Courts in prior cases have referred to EPA’s resolution of SRE petitions as an adjudicatory function, which lends support to our conclusion. See Advanced Biofuels, 792 Fed. Appx. at 5 (referring to a consolidated ruling on 42 SRE petitions as an “informal adjudication”), Sinclair Wyoming Refining. Co, 887 F.3d at 992 (finding that EPA had resolved SRE petitions through informal adjudication); see also Renewable Fuels Ass’n, 948 F.3d at 1258 (referring to EPA “orders” on SRE petitions), HollyFrontier Cheyenne Refining, 141 S. Ct. at 2183 (referring to EPA “orders”). And EPA itself has consistently referred to the June Denial as “adjudicatory” and “not a rulemaking.” June Denial, at 1, 73. While this alone is not dispositive, it is a factor that GAO has recognized as being relevant and that courts would likely afford some deference. See B-329272, at 2; American Airlines, 202 F.3d at 797.[6]

Finally, even if the June Denial fell within the APA definition of a rule, it still would not be subject to CRA because of the exception for rules of particular applicability. In B-332233, Aug. 13, 2020, we determined that an order addressed to a specific licensee and authorizing an amendment to specific licenses had particular applicability such that the CRA could not apply. See also B-330843, Oct. 22, 2019 (a rule of particular applicability is one addressing actions that an identified entity may or may not take based on facts and circumstances particular to the entity). Here, the June Denial addressed 69 SRE petitions and found, based on the facts those petitions presented, that the petitioners could not receive waivers of RFS Program requirements. Thus, the June Denial would be a rule of particular applicability and also excepted from CRA requirements on that basis.

CONCLUSION

The June Denial falls within the APA’s definition of an order, not the APA’s definition of a rule, because its purpose was to provide the final disposition of particular SRE petitions. Therefore, the June Denial is not a rule for purposes of CRA.


Edda Emmanuelli Perez
General Counsel


[1] The CAA defines a small refinery as one “for which the average aggregate daily crude oil throughput for a calendar year . . . does not exceed 75,000 barrels.” 42 U.S.C. § 7545(o)(1)(K).

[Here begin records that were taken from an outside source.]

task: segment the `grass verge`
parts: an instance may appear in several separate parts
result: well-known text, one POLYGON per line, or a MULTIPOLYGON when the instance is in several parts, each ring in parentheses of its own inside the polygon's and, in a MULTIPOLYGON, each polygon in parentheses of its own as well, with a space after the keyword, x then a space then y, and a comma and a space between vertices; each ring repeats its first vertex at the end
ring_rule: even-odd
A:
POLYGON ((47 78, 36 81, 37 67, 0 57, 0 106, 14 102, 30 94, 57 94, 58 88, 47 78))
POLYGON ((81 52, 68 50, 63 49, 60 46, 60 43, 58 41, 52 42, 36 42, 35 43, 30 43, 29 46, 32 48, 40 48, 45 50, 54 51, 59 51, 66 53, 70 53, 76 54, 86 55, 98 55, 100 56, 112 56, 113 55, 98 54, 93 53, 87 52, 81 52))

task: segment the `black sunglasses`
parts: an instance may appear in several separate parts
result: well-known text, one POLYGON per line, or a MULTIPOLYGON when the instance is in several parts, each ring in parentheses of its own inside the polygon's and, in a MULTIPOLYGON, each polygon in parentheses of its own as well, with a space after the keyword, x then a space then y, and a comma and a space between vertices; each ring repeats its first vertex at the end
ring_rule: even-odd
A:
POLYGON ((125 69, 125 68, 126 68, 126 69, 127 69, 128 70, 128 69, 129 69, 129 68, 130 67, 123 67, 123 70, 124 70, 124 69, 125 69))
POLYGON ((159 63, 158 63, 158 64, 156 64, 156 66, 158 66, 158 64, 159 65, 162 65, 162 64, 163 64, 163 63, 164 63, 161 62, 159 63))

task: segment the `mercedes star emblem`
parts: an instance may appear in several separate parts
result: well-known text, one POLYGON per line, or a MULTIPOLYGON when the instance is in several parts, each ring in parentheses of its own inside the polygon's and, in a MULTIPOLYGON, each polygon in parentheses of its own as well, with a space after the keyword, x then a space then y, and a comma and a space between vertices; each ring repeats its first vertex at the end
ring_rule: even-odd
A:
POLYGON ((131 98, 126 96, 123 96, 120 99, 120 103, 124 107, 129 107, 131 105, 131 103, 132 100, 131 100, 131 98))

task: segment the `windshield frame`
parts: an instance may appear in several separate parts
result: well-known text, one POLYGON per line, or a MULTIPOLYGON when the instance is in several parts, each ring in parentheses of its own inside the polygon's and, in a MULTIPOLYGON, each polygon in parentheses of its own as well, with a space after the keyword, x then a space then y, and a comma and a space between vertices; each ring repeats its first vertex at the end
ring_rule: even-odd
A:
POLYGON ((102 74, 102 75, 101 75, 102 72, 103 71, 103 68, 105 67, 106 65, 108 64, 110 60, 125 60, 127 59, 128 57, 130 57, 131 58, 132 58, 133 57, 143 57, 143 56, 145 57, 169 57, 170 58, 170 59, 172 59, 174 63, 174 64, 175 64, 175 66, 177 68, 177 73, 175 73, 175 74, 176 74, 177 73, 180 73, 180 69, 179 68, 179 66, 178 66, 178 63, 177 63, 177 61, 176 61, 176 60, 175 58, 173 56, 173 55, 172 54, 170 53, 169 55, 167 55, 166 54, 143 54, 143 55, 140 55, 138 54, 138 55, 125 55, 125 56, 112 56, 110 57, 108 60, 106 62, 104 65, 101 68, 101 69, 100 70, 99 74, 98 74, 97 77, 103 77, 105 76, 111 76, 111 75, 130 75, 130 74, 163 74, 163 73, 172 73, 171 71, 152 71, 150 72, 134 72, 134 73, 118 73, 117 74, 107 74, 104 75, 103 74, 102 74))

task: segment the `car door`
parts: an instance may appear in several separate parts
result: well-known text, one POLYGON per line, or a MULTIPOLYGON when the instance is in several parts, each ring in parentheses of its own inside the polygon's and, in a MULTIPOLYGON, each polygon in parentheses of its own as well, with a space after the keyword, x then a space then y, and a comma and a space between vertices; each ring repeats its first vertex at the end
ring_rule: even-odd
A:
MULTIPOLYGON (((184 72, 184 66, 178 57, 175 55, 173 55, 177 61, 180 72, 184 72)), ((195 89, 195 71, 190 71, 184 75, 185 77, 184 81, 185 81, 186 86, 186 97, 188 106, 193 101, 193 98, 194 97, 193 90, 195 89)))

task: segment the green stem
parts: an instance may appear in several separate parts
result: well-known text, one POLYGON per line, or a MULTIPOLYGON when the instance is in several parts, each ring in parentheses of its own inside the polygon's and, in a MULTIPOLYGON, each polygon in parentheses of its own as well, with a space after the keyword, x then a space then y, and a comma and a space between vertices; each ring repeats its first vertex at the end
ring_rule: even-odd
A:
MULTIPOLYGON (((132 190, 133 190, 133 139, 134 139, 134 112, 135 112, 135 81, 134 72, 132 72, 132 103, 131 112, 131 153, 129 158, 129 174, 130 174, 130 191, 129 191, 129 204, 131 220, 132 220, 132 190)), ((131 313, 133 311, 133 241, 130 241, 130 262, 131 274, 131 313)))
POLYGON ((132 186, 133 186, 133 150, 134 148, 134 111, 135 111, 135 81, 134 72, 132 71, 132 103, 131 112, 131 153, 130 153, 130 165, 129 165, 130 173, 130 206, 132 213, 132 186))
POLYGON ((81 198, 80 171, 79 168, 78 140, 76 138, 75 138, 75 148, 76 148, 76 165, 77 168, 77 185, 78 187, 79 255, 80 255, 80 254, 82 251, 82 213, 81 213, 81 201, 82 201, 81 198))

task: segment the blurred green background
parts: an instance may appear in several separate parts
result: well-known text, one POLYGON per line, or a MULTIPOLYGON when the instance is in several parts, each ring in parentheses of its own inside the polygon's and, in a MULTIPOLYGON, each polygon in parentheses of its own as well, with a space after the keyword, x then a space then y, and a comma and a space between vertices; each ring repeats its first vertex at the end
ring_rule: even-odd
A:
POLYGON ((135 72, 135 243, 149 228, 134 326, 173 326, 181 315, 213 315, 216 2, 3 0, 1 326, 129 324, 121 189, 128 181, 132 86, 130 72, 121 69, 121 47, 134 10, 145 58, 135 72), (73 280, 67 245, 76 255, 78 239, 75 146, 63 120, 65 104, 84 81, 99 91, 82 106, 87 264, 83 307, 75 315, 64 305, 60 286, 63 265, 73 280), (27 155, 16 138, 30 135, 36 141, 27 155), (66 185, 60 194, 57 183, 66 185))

[2] The CAA provides that a showing of DEH may arise from a CAA-mandated study by the Department of Energy, or from a small refinery’s petition for extension. 42 U.S.C. §7545(o)(9)(A), (B). EPA must consult with the Department of Energy before deciding on an SRE petition. 42 U.S.C. § 7545(o)(9)(B).

[3] See C.A. Order, at 3, Sinclair Wyoming Refining Co. v. EPA (D.C. Cir. Dec. 8, 2021) (No.19-1196) (on file with GAO) (suggesting that EPA “reconsider its positions in light of” Renewable Fuels Association and related decisions).

[4] Alternatively, an agency can find for good cause that notice and public procedure are impracticable, unnecessary, or contrary to the public interest, and the rule will then take effect at a time the agency determines. 5 U.S.C. § 808(2).

[5] Several of EPA’s prior SRE decisions also adjudicated multiple petitions. See April Denial; September Denial; Advanced Biofuels, 792 Fed. Appx. at 4 (describing an EPA decision addressing forty-two SRE petitions).

[6] In this regard, EPA appears to have been more consistent than the agency in Goodman, which received deference to its characterization of an action as an “order” despite publishing it under a “Final Rules” heading. Goodman, 182 F.3d at 994. EPA published notice of the June Denial and the April Denial in the “Notices” section of the Federal Register. 87 Fed. Reg. 34873; 87 Fed. Reg. 24300.